The Sega CD was released on December 12, 1991 in Japan, October 15, 1992 in North America, and 1993 in Europe. By the end of its lifespan in 1995, the Sega CD had sold just 2.7 million units total. (Compared to 29 million units for the Genesis sold by that time.)
Why It Flopped
Note: Many of the ways the 32X failed were identical to the failings of the Sega CD
- The Sega CD had its own AC plug. Meaning if you owned this, you'd also have to own a Genesis and a TV: that's three plugs. (Four if you had a 32X.)
- While the Sega CD did have good games, (including Sonic CD, arguably the best Sonic game) it heavily focused on FMV games, like the 3DO, which were a fad at the time and lacked real interactivity.
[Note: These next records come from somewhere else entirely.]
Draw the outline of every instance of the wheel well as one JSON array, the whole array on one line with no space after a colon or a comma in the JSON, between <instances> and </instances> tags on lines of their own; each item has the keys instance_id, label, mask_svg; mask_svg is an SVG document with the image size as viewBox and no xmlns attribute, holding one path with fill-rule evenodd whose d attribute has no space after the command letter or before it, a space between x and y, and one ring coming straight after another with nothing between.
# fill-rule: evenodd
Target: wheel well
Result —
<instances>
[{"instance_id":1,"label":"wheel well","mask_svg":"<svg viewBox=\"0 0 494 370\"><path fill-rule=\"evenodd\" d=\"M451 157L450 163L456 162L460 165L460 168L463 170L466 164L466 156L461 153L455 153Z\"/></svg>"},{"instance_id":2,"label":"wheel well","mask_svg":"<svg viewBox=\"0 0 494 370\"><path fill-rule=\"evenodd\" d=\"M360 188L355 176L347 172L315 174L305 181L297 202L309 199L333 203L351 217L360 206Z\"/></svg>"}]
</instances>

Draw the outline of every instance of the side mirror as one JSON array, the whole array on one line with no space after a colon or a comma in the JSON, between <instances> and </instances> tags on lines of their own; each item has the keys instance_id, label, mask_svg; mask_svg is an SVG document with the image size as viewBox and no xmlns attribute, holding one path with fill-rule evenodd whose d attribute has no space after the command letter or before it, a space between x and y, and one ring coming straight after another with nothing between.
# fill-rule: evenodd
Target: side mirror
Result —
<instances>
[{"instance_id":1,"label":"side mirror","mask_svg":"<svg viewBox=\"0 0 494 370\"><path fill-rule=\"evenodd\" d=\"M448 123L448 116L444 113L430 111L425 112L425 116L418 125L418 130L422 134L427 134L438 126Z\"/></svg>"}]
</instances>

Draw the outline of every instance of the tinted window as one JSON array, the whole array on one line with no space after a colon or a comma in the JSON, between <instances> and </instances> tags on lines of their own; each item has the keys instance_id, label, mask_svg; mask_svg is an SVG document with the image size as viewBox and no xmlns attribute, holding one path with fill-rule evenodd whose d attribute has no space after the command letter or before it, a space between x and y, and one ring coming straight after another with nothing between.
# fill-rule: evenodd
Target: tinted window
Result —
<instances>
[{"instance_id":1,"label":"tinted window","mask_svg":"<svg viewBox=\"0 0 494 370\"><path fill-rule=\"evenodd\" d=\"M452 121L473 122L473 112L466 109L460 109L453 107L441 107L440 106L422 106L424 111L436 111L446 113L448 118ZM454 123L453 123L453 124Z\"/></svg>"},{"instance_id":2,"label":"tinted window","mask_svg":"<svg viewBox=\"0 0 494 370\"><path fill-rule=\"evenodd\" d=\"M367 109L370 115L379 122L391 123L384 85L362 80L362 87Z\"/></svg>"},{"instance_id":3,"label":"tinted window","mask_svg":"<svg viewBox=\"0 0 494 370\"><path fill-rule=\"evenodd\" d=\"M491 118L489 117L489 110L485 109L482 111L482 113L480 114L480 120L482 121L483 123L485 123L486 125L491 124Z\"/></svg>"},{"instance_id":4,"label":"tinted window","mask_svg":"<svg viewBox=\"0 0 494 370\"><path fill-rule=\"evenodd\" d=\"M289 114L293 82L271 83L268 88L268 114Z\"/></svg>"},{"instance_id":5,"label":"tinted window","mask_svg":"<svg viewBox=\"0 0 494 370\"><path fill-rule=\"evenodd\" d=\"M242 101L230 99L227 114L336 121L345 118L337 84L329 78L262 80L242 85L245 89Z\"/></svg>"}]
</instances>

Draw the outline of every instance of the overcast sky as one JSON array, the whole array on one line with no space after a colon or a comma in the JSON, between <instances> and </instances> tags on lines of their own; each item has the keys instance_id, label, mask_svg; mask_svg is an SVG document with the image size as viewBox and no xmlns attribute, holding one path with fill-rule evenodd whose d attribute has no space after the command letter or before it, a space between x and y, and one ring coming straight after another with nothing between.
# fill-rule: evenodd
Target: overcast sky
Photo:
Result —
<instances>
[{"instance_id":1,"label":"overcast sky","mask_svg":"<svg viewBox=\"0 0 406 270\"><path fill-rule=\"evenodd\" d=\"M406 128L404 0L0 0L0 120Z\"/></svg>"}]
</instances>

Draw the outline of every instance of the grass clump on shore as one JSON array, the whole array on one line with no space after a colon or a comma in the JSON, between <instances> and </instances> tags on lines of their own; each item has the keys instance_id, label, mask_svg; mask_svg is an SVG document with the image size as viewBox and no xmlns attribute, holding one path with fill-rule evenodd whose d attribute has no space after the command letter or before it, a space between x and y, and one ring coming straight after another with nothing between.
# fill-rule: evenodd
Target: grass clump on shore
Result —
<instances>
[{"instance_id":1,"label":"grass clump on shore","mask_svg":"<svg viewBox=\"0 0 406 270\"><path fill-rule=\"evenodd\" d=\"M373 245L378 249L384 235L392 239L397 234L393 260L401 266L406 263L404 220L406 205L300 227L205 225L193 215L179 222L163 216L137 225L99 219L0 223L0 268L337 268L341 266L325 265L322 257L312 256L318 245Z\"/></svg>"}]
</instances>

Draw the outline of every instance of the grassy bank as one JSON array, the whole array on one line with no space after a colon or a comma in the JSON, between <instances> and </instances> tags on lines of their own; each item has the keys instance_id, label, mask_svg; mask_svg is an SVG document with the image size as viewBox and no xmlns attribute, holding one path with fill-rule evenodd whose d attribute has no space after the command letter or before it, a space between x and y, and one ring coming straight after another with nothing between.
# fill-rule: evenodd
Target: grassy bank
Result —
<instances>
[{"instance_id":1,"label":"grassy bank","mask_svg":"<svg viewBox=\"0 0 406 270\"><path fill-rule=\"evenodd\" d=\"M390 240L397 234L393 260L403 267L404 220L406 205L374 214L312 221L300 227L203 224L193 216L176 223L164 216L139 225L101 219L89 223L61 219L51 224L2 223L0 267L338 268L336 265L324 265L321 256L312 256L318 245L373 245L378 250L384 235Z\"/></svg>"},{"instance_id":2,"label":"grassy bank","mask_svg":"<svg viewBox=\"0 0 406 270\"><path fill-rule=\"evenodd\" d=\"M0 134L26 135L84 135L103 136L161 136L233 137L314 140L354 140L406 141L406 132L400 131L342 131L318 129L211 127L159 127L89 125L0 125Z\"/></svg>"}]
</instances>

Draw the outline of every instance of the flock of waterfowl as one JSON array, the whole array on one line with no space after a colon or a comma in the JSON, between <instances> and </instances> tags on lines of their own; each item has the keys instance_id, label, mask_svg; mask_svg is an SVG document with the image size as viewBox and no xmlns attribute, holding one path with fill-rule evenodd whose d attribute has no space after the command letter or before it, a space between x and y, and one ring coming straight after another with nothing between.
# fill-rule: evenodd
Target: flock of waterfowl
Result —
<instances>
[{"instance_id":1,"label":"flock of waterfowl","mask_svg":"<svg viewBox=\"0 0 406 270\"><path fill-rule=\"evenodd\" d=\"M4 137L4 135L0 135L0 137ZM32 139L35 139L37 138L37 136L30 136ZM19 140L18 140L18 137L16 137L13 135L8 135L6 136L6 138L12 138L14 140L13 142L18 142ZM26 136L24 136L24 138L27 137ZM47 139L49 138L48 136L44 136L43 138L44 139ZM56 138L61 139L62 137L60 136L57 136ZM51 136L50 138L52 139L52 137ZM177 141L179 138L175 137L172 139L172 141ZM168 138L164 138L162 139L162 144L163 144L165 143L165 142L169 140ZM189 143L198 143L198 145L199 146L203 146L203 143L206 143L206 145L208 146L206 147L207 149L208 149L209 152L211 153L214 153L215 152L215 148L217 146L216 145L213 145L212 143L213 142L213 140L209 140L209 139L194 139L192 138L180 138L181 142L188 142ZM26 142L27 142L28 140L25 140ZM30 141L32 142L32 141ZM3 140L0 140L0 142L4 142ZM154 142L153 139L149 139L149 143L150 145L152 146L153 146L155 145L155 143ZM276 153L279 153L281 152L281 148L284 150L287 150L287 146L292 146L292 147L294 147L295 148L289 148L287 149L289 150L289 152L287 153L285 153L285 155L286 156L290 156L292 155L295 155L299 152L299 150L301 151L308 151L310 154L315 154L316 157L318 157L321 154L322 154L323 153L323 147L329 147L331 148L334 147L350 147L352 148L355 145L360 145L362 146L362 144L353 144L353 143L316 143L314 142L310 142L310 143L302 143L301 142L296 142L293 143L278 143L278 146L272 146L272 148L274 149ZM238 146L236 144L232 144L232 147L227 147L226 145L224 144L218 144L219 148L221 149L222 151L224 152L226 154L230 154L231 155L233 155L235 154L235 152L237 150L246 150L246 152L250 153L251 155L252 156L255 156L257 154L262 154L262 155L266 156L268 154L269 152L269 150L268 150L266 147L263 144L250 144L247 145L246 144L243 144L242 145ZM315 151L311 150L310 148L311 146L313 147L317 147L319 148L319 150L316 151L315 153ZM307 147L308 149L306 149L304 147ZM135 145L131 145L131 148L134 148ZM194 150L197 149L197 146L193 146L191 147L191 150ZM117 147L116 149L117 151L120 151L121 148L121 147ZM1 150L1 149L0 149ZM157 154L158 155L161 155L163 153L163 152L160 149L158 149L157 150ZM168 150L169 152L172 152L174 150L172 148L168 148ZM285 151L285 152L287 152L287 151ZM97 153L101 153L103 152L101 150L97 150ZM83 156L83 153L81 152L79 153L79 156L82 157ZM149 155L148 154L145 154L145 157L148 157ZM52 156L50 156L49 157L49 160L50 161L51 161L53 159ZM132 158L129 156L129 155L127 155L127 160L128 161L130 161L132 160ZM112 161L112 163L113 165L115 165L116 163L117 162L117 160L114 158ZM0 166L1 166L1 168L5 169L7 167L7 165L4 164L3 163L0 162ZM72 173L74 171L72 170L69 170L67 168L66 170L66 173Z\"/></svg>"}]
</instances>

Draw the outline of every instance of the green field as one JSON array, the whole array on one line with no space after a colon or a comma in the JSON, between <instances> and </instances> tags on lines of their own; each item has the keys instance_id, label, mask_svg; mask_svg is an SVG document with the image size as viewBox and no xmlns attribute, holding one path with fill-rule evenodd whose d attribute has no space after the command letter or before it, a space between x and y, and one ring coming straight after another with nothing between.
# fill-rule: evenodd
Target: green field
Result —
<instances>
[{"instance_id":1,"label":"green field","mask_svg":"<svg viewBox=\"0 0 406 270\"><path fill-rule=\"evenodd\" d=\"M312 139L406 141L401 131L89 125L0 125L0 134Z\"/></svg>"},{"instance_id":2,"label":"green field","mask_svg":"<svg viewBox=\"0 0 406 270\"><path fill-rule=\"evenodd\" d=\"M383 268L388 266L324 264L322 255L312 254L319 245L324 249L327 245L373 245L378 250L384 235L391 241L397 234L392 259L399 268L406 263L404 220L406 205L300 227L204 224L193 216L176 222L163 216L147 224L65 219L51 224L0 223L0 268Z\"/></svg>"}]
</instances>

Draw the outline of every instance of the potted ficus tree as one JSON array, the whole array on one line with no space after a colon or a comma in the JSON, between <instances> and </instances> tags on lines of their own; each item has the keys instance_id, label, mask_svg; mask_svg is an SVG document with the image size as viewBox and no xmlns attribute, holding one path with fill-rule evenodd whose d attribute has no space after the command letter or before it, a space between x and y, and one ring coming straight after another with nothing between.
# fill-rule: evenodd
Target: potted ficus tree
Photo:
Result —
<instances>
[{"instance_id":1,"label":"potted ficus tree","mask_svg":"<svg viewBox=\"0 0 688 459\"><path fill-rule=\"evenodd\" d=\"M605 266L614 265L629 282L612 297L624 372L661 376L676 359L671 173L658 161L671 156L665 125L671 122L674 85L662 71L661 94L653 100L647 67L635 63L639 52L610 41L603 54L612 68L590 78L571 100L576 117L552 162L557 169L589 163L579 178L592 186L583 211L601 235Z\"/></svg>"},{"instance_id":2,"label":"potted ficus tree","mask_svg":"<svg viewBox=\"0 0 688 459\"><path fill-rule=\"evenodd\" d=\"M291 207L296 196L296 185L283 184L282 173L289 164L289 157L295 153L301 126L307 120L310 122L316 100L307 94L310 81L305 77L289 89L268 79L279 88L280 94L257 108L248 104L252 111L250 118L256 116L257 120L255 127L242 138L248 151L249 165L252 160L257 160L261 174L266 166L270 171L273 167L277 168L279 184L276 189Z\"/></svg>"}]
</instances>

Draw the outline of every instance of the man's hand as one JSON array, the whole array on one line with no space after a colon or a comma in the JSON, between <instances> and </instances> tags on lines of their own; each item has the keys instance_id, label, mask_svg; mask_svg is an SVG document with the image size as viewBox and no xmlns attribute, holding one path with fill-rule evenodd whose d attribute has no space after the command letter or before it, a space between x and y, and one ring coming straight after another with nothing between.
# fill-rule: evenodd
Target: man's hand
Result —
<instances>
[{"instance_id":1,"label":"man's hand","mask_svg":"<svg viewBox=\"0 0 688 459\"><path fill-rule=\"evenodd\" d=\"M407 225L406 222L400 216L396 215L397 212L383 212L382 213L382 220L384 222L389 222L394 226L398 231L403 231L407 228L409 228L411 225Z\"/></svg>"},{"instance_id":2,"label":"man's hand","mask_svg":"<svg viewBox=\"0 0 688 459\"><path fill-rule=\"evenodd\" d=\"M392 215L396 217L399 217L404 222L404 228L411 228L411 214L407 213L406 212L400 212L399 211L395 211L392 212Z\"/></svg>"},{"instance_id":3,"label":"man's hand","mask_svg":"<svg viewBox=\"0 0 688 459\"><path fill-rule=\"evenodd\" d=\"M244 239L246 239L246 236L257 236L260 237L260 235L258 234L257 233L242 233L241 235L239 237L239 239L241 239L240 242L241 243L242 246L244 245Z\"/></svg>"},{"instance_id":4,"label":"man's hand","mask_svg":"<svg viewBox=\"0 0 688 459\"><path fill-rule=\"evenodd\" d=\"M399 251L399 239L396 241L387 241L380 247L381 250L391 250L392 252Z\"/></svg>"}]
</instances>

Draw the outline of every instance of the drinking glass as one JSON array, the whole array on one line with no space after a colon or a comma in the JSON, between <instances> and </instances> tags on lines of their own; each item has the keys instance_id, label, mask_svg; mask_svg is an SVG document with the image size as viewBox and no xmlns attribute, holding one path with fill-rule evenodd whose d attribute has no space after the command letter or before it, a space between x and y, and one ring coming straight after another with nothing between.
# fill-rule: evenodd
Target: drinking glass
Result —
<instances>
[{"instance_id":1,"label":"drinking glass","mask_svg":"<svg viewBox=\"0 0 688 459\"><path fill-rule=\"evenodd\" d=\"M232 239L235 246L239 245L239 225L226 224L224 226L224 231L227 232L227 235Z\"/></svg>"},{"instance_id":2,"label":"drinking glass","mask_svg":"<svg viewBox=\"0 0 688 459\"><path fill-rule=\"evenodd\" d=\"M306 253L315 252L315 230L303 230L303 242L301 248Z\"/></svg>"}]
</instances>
- The FMVs couldn't even render to the entire screen and were rather poor quality.
- The loading times for games were way too long. Even the 32X didn't have this problem.
- The competition with consoles like the Super Nintendo and upcoming PlayStation gave the Sega CD a very poor audience. Even the Genesis itself was doing fine.
- Very overpriced; Its price was $300. Same price as modern console.
While the console itself was flawed, it was very technologically advanced with impressive graphics and technical features, it could even play audio CDs. Most gaming critics and historians would say that the Sega CD showed how advanced gaming could be and connect it to the popularity of CDs in games today. The console even has a small, yet devoted fanbase.